The size of the reduction depends on your age, how long you’ve been paying, and how much cash value has accumulated. On a policy with a $500,000 death benefit, for example, electing reduced paid-up status might drop the benefit by $200,000 or more. But your beneficiaries still receive something, and you owe nothing further. This is a good middle ground if you want to preserve some coverage without the ongoing financial commitment.

Exchange for a Different Policy

Section 1035 of the tax code allows you to swap one life insurance policy for another without triggering a taxable event. This is useful if your current policy no longer fits your needs but you still want coverage. You could exchange a whole life policy for one with lower premiums, or convert a life insurance policy into an annuity contract that provides retirement income.

The IRS requires that the same person remains the owner on both the old and new contracts. The logic behind the rule is that you’re simply exchanging one policy for another better suited to your situation, not cashing out. A 1035 exchange preserves the tax-deferred status of any gains inside the policy, which can save you significantly compared to surrendering one policy and buying another separately.

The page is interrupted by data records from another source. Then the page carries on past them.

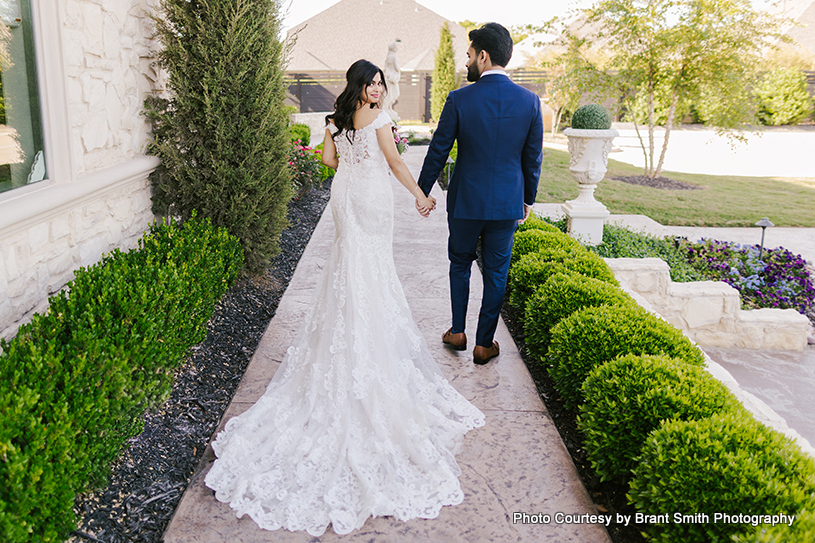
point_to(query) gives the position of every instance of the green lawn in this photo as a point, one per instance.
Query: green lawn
(723, 201)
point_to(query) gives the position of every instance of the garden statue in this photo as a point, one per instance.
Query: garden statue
(589, 144)
(392, 76)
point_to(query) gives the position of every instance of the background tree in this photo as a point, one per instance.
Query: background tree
(571, 66)
(668, 55)
(222, 135)
(783, 97)
(444, 73)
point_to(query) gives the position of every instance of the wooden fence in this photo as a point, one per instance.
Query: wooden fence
(316, 91)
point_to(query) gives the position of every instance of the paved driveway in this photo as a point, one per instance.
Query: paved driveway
(774, 152)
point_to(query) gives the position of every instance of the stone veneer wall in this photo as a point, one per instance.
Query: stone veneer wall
(108, 66)
(709, 312)
(94, 60)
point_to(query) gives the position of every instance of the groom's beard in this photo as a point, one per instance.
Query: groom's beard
(473, 74)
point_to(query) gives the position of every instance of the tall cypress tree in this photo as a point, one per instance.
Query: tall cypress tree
(444, 73)
(222, 135)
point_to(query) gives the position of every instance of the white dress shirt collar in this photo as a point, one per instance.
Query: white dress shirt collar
(494, 71)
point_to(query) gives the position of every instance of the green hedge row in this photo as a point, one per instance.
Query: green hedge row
(76, 381)
(651, 415)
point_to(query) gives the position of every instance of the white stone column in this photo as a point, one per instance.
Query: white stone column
(588, 150)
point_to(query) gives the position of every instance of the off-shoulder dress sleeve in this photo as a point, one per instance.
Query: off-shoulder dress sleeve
(381, 120)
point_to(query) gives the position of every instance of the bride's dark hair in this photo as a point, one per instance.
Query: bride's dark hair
(359, 75)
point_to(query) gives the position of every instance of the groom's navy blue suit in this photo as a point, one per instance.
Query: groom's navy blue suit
(500, 147)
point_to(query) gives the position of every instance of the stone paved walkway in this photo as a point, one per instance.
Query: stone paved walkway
(516, 463)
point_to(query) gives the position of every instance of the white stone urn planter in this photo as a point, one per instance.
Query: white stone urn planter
(588, 150)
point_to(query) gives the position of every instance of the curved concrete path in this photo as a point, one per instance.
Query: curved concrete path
(517, 463)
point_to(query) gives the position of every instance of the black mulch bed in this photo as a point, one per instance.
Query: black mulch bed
(608, 496)
(657, 182)
(150, 477)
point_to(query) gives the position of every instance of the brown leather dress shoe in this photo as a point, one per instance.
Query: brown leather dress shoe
(456, 341)
(482, 355)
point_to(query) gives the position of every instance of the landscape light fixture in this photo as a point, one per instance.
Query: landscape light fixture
(763, 223)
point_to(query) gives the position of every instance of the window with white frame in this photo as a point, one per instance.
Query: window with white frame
(22, 160)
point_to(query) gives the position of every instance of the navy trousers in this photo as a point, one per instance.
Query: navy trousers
(496, 250)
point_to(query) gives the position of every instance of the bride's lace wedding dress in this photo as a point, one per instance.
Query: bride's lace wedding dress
(358, 421)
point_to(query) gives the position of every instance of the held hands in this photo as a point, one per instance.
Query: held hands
(424, 204)
(527, 211)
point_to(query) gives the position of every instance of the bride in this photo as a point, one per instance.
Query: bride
(358, 421)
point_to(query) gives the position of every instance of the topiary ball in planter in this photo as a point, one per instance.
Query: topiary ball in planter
(591, 117)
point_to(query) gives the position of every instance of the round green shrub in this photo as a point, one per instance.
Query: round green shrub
(594, 335)
(532, 241)
(560, 296)
(627, 398)
(591, 117)
(533, 222)
(783, 97)
(727, 464)
(802, 529)
(534, 269)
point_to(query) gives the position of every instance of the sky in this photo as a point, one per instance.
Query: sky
(508, 12)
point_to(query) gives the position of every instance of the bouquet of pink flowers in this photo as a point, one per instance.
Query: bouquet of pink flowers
(401, 142)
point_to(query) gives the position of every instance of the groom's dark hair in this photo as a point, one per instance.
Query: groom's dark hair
(495, 40)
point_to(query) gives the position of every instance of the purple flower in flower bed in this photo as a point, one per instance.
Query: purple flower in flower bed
(779, 279)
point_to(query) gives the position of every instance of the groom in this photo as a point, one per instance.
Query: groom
(500, 147)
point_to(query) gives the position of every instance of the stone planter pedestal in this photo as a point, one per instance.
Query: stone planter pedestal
(588, 150)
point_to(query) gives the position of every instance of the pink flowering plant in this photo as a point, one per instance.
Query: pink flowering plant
(306, 167)
(778, 279)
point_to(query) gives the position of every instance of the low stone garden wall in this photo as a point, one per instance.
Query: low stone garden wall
(709, 312)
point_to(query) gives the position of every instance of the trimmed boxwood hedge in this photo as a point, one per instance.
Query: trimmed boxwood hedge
(560, 296)
(533, 240)
(76, 381)
(534, 269)
(728, 464)
(533, 222)
(594, 335)
(627, 398)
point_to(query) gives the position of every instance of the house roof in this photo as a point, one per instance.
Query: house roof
(350, 30)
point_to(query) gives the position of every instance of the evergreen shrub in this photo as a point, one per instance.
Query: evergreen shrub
(223, 134)
(534, 269)
(729, 464)
(627, 398)
(620, 242)
(560, 296)
(533, 240)
(594, 335)
(783, 97)
(75, 382)
(533, 222)
(591, 117)
(444, 73)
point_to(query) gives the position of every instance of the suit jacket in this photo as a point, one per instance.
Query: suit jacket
(499, 130)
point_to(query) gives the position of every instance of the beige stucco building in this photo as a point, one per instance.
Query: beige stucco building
(76, 186)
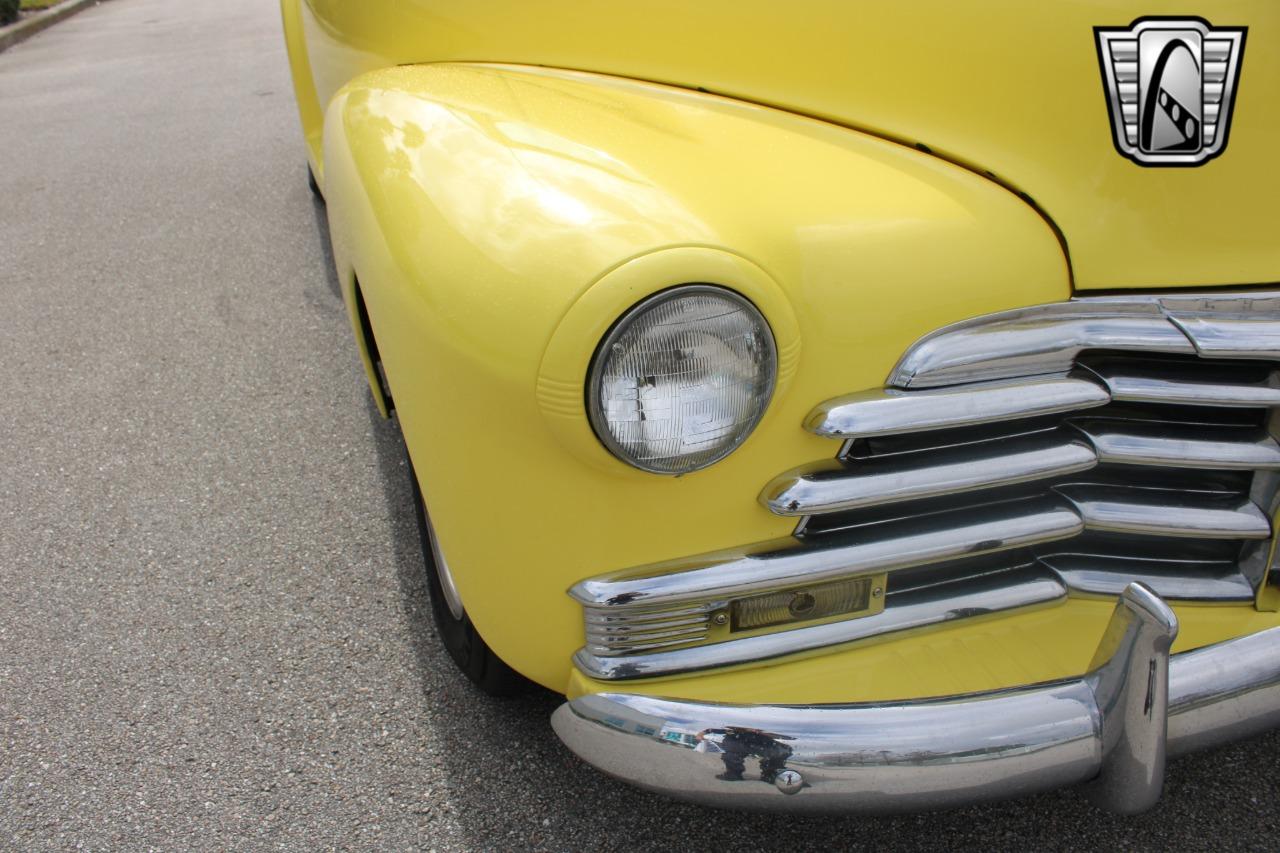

How to Choose the Right Option

Your decision comes down to three factors: how urgently you need money, whether you want to preserve any death benefit, and your current health status.

  • Need cash now, don’t care about the death benefit: Surrendering the policy is the simplest path. Compare your surrender value to life settlement offers if you want to confirm you’re getting the better deal.
  • Need cash now, want to keep coverage: A policy loan or collateral assignment gives you liquidity without canceling the policy, as long as you manage the repayment.
  • Facing a serious or terminal diagnosis: Accelerated death benefits or living benefit riders can unlock a large portion of the death benefit with favorable tax treatment and no third-party buyer involved.
  • Can’t afford premiums but want some coverage: Reduced paid-up insurance eliminates future payments while keeping a smaller benefit intact for your beneficiaries.
  • Still want insurance, just different insurance: A 1035 exchange lets you move into a new policy or annuity without a tax hit.

Each of these alternatives avoids the life settlement process, which typically involves medical underwriting by the buyer, broker fees, and a transaction timeline that can stretch several months. For many policyholders, one of these simpler routes gets them what they actually need.